问题
I would like to calculate the mean of a data.frame by two variables. See an example of the data.frame (extraction) below:
Station Time Year Month Value
ARO 199501 1995 1 69
ARO 199502 1995 2 87
ARO 199503 1995 3 107
ARO 199601 1996 1 35
ARO 199602 1996 2 46
ARO 199603 1996 3 50
ANT 200401 2004 1 87
ANT 200402 2004 2 115
ANT 200403 2004 3 110
ANT 200501 2005 1 80
ANT 200502 2005 2 122
ANT 200503 2005 3 107
To be more detailed: I would like to calculate the mean value for each Station and Month, so e.g. Mean for ARO in Month 1 = (69+35)/2, Mean for ANT in Month 1 = (87+80)/2
The year doesn't matter since I would like to have the mean for a period of 20 years for every month and station.

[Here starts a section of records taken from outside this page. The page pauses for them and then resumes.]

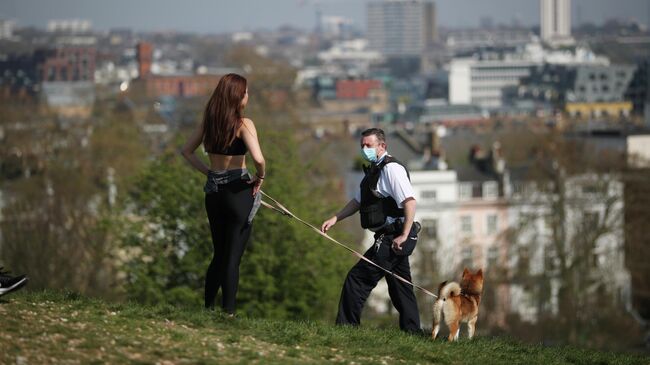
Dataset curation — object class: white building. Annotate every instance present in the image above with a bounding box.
[47,19,92,33]
[318,38,383,74]
[449,43,609,109]
[540,0,573,45]
[367,0,437,57]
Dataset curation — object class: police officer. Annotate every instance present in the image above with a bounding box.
[321,128,420,333]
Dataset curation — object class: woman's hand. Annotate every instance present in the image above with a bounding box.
[320,216,339,233]
[248,175,264,196]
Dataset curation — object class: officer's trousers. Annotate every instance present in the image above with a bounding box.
[336,235,420,333]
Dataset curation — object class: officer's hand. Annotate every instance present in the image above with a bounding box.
[393,234,408,252]
[320,216,339,233]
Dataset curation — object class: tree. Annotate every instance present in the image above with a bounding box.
[0,100,144,295]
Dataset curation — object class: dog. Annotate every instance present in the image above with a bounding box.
[431,268,483,341]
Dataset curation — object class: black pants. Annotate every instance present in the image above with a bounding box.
[205,180,253,313]
[336,230,420,333]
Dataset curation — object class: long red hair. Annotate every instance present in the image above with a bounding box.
[203,74,248,153]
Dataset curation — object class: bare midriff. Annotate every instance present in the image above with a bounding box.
[208,153,246,171]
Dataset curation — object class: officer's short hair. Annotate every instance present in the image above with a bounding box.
[361,128,386,143]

My dataframe is huge with 61 stations and 12 months for a timeseries of 20 years each.
I tried several things like split
or aggregate
and ddply
but none of it worked.
At the end I would like to have a new data frame like to following:
Station Month Valuemean
ARO 1 52
ARO 2 66.5
ARO 3 78.5
ANT 1 83.5
ANT 2 118.5
ANT 3 108.5
Would be great if you have some ideas to realize it. Thanks a lot!
PS: I'm a R beginner ;)
回答1:
assuming you data is named df
, you can try aggregate
aggregate(Value~Month+Station, data=df, FUN = mean)
Month Station Value
1 1 ANT 83.5
2 2 ANT 118.5
3 3 ANT 108.5
4 1 ARO 52.0
5 2 ARO 66.5
6 3 ARO 78.5
回答2:
You can use data.table
package:
library(data.table)
setDT(df)[,mean(Value), by=list(Month, Station)]
回答3:
Using the dplyr package, if your data.frame is called dat
:
library(dplyr)
means <- dat %>%
group_by(Station, Month) %>%
summarise(Valuemean = mean(Value, na.rm = TRUE))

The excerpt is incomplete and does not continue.